Age of candidacy

Age of candidacy is the minimum age at which a person can legally qualify to hold certain elected government offices. In many cases, it also determines the age at which a person may be eligible to stand for an election or be granted ballot access.

The first known example of a law enforcing age of candidacy was the Lex Villia Annalis, a Roman law enacted in 180 BCE which set the minimum ages for senatorial magistrates.[1]


In 1972, Linda Jenness ran for President of the United States, although she was 31 at the time.

Many youth rights groups view current age of candidacy requirements as unjustified age discrimination.[2] Occasionally people who are younger than the minimum age will run for an office in protest of the requirement or because they don't know that the requirement exists. On extremely rare occasions, young people have been elected to offices they do not qualify for and have been deemed ineligible to assume the office.

In 1934, Rush Holt of West Virginia was elected to the Senate of the United States at the age of 29. Since the U.S. Constitution requires senators to be at least 30, Holt was forced to wait until his 30th birthday, six months after the start of the session, before being sworn in.[3]

In 1954, Richard Fulton won election to the Tennessee Senate. Shortly after being sworn in, Fulton was ousted from office because he was 27 years old at the time. The Tennessee State Constitution required that senators be at least 30.[4] Rather than hold a new election, the previous incumbent, Clifford Allen, was allowed to resume his office for another term. Fulton went on to win the next State Senate election in 1956 and was later elected to the US House of Representatives where he served for 10 years.

In 1964 Congressman Jed Johnson, Jr. of Oklahoma was elected to the 89th Congress in the 1964 election while still aged 24 years. However, he became eligible for the House after turning 25 on his birthday, December 27, 1964, 7 days before his swearing in, making him the youngest legally elected and seated member of the United States Congress. [5]

In South Carolina, two Senators aged 24 were elected, but were too young according to the State Constitution: Mike Laughlin in 1969 and Bryan Dorn (later a US Congressman) in 1941. They were seated anyway.[6]

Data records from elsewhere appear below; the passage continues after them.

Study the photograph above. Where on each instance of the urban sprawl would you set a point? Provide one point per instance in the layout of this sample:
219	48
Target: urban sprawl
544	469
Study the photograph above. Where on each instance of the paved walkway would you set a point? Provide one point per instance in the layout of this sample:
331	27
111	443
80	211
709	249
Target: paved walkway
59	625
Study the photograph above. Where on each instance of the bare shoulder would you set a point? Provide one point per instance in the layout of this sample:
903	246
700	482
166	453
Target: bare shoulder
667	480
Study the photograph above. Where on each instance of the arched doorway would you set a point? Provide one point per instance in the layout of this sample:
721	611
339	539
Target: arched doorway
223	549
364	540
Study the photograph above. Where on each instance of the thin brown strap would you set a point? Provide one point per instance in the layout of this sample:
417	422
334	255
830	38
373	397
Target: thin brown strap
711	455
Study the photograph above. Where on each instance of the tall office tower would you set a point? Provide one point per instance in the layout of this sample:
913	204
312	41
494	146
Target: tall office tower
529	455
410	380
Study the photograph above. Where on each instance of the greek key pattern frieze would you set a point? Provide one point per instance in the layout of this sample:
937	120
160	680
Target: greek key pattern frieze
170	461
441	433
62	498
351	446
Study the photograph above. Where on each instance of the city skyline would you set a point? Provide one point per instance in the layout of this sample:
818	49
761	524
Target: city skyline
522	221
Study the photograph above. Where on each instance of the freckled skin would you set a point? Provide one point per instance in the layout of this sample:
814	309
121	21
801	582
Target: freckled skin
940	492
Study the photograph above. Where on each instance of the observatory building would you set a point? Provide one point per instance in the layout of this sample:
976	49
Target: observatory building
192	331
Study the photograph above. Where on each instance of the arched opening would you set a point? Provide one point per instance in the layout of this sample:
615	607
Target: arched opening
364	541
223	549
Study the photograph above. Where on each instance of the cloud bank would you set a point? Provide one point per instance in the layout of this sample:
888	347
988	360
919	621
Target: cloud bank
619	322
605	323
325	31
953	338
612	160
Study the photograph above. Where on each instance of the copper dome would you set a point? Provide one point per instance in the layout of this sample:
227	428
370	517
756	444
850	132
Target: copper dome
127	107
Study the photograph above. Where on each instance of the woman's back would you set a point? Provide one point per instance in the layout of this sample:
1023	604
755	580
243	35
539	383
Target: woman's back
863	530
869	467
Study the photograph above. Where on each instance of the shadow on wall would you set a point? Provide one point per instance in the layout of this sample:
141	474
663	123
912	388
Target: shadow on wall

On several occasions, the Socialist Workers Party (USA) has nominated candidates too young to qualify for the offices they were running for. In 1972, Linda Jenness ran as the SWP presidential candidate, although she was 31 at the time. Since the U.S. Constitution requires that the President and Vice President be at least 35 years old, Jenness was not able to receive ballot access in several states in which she otherwise qualified.[7] Despite this handicap, Jenness still received 83,380 votes.[8] In 2004, the SWP nominated Arrin Hawkins as the party's vice-presidential candidate, although she was 28 at the time. Hawkins was also unable to receive ballot access in several states due to her age.[9]